Extended Data Fig. 6 Identification of potential regulatory areas of brain states and distribution of GFP-labelled neurons after injection of rAAV2-retro into the claustrum.

a, Left, schematic of the Pogona brain in sagittal view, showing the regions defined by immunohistochemistry, in situ hybridization and retrograde tracing. Numbers 1–7 indicate the levels of the transverse sections that are shown on the right. Right (panels 1–7), micrographs and corresponding schematic representations of relevant areas (in red), identified by immunohistochemistry, in situ hybridization and Nissl staining. Scale bars, 500 μm. Far right of panels 1–7, magnified views of area(s) delineated as box(es) in the corresponding photomicrographs. Scale bars, 100 μm. b, Identification of rAAV2-retro injection sites. Scale bars, 500 μm. The red channel is not shown in the rightmost image. c, Illustrative examples of retrograde labelling of claustrum connectivity, in transverse sections. Panels 1, 2, inputs to claustrum revealed by rAAV2-retro injection in the claustrum. Panel 1, injection site in lateral claustrum. The claustrum is indicated by anti-hippocalcin immunostain (pink). Note retro-labelled cells in the anterior dorsal cortex (box, magnified at right). Panel 2, same brain as in 1, but a more posterior section. The labelled region in the box is the dorsal lateral amygdala. Panels 3–12, representative images illustrating the distribution of GFP-labelled neurons in the DLPT, DLT, DMT, prethalamus, SUM, mammillary nucleus (MN), TMN, VTA, SN, PAG, LoC and SC, with projections to the claustrum. Abbreviations as in Fig. 3. The catecholaminergic neuron marker tyrosine hydroxylase (TH) was used to indicate the location of the VTA, SN and LoC. Scale bars, 500 μm. Scale bars for magnified areas: DLPT, DLT, DMT, prethalamus, SUM, MN, TMN, VTA, LoC, 50 μm; SN, PAG, SC, 100 μm.

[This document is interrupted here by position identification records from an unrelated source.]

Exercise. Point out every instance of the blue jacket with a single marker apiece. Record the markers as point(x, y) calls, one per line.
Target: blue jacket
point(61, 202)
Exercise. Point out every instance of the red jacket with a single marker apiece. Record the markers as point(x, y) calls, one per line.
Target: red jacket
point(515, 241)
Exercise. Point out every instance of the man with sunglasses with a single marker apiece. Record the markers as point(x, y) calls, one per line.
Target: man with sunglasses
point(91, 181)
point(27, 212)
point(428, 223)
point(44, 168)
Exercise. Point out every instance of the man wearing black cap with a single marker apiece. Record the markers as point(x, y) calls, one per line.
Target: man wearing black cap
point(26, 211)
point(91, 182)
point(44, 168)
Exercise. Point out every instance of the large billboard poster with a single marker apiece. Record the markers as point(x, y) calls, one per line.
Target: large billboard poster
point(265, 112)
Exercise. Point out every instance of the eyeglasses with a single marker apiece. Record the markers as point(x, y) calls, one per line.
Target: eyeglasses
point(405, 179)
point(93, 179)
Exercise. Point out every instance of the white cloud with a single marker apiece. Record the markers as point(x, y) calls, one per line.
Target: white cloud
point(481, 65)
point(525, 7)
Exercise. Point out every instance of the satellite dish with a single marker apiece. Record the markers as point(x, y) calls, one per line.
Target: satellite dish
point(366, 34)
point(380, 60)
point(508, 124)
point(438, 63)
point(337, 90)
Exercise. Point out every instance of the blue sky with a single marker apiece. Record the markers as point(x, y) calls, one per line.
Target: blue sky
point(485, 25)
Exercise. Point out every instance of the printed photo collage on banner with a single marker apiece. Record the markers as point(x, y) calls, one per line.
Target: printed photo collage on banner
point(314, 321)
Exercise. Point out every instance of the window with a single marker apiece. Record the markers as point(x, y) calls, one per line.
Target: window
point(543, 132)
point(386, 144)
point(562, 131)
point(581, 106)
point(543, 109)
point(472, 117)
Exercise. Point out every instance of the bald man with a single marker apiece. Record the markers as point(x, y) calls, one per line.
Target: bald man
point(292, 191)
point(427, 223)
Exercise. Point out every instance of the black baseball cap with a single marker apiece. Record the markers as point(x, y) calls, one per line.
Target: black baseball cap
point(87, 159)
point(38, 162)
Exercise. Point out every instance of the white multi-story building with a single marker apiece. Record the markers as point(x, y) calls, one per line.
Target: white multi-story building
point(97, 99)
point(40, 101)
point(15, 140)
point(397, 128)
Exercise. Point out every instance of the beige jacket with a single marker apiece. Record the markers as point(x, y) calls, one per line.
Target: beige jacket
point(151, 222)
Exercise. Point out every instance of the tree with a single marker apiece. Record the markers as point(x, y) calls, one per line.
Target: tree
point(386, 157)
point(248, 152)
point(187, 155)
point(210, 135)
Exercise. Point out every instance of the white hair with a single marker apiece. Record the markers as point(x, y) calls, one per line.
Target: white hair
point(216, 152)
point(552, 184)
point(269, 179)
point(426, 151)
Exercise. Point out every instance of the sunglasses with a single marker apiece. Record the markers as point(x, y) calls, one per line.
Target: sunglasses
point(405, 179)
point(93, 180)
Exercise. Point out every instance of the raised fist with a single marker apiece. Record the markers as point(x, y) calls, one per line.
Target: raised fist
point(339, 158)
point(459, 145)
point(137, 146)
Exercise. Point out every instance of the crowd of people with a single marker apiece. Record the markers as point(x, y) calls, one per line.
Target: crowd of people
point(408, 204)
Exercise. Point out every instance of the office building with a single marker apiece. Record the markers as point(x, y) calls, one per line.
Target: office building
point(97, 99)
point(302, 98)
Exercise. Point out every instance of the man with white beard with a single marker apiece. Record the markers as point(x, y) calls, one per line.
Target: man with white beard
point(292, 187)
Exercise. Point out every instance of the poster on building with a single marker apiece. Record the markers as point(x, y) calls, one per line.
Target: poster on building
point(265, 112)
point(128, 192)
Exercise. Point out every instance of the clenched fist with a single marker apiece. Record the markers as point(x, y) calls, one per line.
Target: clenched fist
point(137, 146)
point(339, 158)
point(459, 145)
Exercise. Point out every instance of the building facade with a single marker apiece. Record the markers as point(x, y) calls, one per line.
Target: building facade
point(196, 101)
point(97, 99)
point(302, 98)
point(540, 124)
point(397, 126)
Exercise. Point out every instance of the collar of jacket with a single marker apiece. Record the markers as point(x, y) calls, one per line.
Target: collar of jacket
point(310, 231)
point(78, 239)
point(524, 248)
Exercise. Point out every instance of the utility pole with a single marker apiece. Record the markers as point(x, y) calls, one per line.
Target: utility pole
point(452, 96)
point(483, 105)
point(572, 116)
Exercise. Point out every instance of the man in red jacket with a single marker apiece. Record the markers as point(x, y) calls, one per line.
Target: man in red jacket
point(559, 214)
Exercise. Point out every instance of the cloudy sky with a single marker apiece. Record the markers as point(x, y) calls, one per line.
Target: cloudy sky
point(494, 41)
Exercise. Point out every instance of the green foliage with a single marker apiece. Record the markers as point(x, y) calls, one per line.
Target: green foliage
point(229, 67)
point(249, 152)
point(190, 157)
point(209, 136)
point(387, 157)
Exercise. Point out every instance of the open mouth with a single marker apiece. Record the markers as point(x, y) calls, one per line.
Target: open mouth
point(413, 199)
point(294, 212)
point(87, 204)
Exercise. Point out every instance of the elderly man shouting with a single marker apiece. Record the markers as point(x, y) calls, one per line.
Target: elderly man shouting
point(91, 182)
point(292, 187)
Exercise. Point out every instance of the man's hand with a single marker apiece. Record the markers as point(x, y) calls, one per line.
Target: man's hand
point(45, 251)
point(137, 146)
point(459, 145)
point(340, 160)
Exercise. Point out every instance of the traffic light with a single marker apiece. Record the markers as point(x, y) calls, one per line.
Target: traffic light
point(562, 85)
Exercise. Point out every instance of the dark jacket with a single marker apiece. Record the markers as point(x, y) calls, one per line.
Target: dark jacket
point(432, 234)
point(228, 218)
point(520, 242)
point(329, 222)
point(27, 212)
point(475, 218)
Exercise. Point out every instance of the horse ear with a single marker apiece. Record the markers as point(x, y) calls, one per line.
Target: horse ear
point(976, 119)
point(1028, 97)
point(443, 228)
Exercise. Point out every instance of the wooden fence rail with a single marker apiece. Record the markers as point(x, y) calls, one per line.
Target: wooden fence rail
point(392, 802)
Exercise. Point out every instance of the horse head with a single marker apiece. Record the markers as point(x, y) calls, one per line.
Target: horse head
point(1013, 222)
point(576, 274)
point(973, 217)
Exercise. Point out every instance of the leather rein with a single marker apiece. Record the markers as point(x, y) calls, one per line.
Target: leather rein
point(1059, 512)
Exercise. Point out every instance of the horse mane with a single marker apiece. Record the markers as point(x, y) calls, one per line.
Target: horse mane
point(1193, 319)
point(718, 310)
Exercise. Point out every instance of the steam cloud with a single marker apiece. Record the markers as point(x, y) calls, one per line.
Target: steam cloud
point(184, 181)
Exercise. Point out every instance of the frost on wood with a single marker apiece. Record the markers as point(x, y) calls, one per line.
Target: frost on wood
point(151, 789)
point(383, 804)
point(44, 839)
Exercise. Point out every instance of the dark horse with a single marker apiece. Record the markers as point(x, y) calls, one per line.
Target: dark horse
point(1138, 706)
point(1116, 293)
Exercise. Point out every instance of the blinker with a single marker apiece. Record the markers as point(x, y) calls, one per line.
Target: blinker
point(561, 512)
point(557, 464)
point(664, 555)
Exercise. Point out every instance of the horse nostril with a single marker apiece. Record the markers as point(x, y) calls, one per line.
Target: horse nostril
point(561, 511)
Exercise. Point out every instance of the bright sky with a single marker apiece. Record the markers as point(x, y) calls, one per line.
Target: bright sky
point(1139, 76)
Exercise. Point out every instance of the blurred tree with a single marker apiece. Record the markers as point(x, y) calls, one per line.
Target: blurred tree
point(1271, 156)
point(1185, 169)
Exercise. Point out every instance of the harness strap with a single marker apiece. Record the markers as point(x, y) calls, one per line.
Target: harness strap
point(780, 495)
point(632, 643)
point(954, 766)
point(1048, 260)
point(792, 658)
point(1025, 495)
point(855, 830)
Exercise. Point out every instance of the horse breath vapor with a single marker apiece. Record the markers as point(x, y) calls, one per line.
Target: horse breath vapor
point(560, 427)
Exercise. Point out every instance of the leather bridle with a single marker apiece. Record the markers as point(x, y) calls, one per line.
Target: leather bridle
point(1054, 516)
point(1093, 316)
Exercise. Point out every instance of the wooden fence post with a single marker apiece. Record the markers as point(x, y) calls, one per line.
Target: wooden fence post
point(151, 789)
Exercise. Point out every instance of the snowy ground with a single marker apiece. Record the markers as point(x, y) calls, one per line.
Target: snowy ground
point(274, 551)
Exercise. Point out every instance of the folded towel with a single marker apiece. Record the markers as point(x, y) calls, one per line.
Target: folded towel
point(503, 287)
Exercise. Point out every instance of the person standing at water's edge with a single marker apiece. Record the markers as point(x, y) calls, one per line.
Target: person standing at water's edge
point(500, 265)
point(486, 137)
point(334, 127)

Extended Data Fig. 7 The claustrum of lizard and turtle differ in position and architectonics, but are both autonomous sources of SWRs.

a, Transcriptomic similarity between turtle and lizard clusters, measured as the fraction of single cells that mapped from the turtle pallium dataset to the Pogona clusters (Methods). Note that the turtle cell clusters e03–e06 (pallial thickening; PT) map to the lizard cluster 19 (amDVR or claustrum). Turtle data and clusters are from a previous study11. b, In situ hybridization in an anterior transverse section, showing expression of the pallial thickening marker gene crhbp. Scale bar, 500 μm. c, Architectonics of the lizard claustrum. Right, retrograde labelling of claustrum neurons by rAAV2-retro injected into the aDVR. Left, magnification of the boxed area on the right (in the claustrum). Note the disordered distribution of multipolar neurons. Pink colour shows anti-hippocalcin immunostaining. Scale bars, 100 μm (left); 500 μm (right). d, Architectonics of the turtle claustrum. Right, retrograde labelling of claustrum neurons by rAAV2-retro injected into the dorso-medial cortex. Left, magnification of the boxed area on the right. Note the arrangement of bipolar neurons within the pallial thickening layer (see also b for layering of pallial thickening). Scale bars, 100 μm (left); 500 μm (right). e, Spontaneous sharp waves recorded simultaneously in the claustrum and the DVR in turtle slice preparation. The red dots in the schematic indicate recording sites. Note sharp wave (LFP) and ripple in the high-pass (HP) band. f, Bottom, 295 successive spontaneous ripples (high-pass signal intensity (HPI) > 70 Hz) aligned on the trough of each sharp wave. Top, average of 295 sharp waves aligned on waveform troughs. Grey shading represents s.d. g, Representative cross-correlogram of LFP traces recorded simultaneously from the claustrum and the DVR (with claustrum as reference), showing the sharp waves from the DVR trailing those from the claustrum.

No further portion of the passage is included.